Darüber hinaus können nach der Gesetzesbegründung (BTDrucks 14/4061 vom 11. September 2000, abgedruckt bei Lange in Hübschmann/Hepp/Spitaler, a.a.O., § 115 FGO Rz. 64) auch Fehler bei der Auslegung des revisiblen Rechts über den Einzelfall hinaus allgemeine Interessen nachhaltig berühren, wenn sie z.B. von erheblichem Gewicht und geeignet sind, das Vertrauen in die Rechtsprechung zu beschädigen. Bloße Einwände gegen die Richtigkeit des Urteils reichen aber für die Revisionszulassung nicht aus (vgl. BFH in BFH/NV 2001, 1596).

An einem derartigen Fehler, der eine Gefahr für die Einheitlichkeit der Rechtsprechung mit sich bringen könnte, leidet die Vorentscheidung nicht.

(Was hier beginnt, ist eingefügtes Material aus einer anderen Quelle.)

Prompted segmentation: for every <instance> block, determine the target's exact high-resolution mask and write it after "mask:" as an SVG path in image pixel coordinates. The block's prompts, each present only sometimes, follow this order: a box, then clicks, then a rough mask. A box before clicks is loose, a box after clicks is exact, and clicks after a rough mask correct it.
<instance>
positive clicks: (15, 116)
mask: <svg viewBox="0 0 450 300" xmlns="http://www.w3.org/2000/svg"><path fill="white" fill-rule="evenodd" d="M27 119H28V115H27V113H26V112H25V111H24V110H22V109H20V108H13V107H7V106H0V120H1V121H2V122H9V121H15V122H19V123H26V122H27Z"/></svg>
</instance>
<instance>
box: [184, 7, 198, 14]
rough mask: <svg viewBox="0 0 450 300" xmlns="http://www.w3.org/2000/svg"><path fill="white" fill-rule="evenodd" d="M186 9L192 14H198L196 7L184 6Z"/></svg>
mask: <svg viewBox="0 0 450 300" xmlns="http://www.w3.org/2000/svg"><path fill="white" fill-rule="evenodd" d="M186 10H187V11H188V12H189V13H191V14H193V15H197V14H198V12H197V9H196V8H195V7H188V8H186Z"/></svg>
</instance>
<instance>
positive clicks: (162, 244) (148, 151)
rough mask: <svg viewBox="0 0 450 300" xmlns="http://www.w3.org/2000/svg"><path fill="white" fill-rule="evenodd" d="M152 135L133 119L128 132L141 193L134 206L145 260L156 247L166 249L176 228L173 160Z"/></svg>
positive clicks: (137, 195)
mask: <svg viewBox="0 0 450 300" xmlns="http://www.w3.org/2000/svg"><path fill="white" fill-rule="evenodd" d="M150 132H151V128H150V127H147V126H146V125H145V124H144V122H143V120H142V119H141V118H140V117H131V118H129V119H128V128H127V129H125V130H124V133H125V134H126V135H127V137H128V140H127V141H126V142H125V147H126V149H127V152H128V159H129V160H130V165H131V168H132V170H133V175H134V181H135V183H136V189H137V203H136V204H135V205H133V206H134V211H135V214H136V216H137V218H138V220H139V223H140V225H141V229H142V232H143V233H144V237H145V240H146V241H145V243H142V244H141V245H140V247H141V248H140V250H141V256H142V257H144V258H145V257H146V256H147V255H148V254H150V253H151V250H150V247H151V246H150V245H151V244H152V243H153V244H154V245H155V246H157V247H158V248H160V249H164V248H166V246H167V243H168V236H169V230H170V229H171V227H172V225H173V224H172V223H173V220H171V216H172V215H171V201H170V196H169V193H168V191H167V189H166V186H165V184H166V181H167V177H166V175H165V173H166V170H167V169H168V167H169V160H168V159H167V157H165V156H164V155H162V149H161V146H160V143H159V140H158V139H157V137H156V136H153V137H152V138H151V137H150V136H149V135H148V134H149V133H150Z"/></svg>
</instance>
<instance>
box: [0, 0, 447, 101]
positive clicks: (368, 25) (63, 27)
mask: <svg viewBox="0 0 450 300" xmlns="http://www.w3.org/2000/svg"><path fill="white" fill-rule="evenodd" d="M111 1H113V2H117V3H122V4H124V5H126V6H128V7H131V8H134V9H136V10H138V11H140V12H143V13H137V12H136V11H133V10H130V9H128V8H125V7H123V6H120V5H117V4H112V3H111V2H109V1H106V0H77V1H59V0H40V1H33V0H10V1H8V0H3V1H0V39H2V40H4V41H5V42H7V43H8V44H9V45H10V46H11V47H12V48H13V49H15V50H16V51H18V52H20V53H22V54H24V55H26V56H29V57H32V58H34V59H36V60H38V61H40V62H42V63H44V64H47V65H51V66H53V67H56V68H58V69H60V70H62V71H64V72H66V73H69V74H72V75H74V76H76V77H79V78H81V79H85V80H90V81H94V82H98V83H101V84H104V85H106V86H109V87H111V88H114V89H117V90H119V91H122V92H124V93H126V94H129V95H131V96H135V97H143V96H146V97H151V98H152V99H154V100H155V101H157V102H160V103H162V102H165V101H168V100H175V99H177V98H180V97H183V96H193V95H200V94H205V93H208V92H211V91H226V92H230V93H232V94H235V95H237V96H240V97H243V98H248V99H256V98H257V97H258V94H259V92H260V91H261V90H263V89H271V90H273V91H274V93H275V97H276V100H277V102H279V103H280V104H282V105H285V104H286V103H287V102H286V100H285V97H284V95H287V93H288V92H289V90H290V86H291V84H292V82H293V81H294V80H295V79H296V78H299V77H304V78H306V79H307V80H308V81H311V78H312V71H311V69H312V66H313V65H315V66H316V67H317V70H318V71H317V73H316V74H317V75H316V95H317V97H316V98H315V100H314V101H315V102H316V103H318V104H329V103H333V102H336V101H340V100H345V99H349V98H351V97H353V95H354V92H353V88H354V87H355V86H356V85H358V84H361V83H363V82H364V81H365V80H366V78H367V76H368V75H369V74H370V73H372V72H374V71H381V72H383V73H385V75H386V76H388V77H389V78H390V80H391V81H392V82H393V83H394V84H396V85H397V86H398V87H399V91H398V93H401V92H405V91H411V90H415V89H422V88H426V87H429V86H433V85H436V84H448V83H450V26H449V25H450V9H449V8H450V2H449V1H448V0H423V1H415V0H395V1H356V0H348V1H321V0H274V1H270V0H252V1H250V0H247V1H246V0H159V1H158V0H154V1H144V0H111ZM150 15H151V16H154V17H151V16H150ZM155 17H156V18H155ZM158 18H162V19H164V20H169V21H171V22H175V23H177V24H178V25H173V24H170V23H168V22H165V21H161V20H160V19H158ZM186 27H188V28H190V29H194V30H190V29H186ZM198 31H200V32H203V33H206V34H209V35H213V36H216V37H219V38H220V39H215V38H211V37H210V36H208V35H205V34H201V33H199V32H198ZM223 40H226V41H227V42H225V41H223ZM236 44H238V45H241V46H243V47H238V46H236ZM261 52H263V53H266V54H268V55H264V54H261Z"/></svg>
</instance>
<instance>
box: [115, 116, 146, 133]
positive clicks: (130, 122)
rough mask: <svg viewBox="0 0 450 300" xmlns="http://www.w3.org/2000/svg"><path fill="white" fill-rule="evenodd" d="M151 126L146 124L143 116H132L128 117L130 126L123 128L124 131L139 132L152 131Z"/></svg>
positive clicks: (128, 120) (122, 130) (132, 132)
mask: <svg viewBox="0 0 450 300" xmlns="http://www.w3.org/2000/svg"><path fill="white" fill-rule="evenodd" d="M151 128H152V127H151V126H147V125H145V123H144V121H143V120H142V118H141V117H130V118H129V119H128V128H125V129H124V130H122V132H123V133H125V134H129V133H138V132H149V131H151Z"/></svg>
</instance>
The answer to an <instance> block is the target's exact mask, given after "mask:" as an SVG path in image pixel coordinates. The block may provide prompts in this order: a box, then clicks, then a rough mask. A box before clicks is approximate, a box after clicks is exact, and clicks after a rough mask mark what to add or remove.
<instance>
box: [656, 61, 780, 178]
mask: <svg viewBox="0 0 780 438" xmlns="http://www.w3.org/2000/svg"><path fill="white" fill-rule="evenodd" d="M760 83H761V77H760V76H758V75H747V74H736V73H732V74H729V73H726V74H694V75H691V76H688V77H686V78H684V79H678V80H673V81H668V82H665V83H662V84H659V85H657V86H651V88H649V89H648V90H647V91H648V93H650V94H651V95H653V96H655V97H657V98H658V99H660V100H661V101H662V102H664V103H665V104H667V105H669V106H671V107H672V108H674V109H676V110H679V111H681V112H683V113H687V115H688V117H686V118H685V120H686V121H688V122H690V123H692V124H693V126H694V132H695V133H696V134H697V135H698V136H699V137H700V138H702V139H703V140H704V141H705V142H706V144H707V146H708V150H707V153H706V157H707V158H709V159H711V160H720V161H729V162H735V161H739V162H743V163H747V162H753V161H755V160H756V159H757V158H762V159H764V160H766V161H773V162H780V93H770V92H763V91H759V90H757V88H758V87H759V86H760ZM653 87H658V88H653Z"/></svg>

Der Vorsteuerabzug nach § 15 Abs. 1 Nr. 1 des Umsatzsteuergesetzes 1993 setzt Rechnungen voraus, in denen die Steuer gesondert ausgewiesen ist. Der Mangel der fehlenden Rechnung kann nicht durch Schätzung behoben werden (BFH-Urteil vom 12. Juni 1986 V R 75/78, BFHE 146, 569, BStBl II 1986, 721). Eine Schätzung der Vorsteuer kommt nur in Ausnahmefällen in Betracht (vgl. Wagner in Sölch/Ringleb, Umsatzsteuer, § 15 UStG Rz. 74 ff.). Das FA hatte deshalb keine Veranlassung, Vorsteuer zu schätzen, solange die Klägerin keine Vorsteuer geltend gemacht hatte. Jedenfalls leidet die Vorentscheidung nicht deshalb unter einem schwerwiegenden Fehler, weil sie eine Nichtigkeit des Umsatzsteuerbescheids mangels einer Schätzung von Vorsteuern verneint.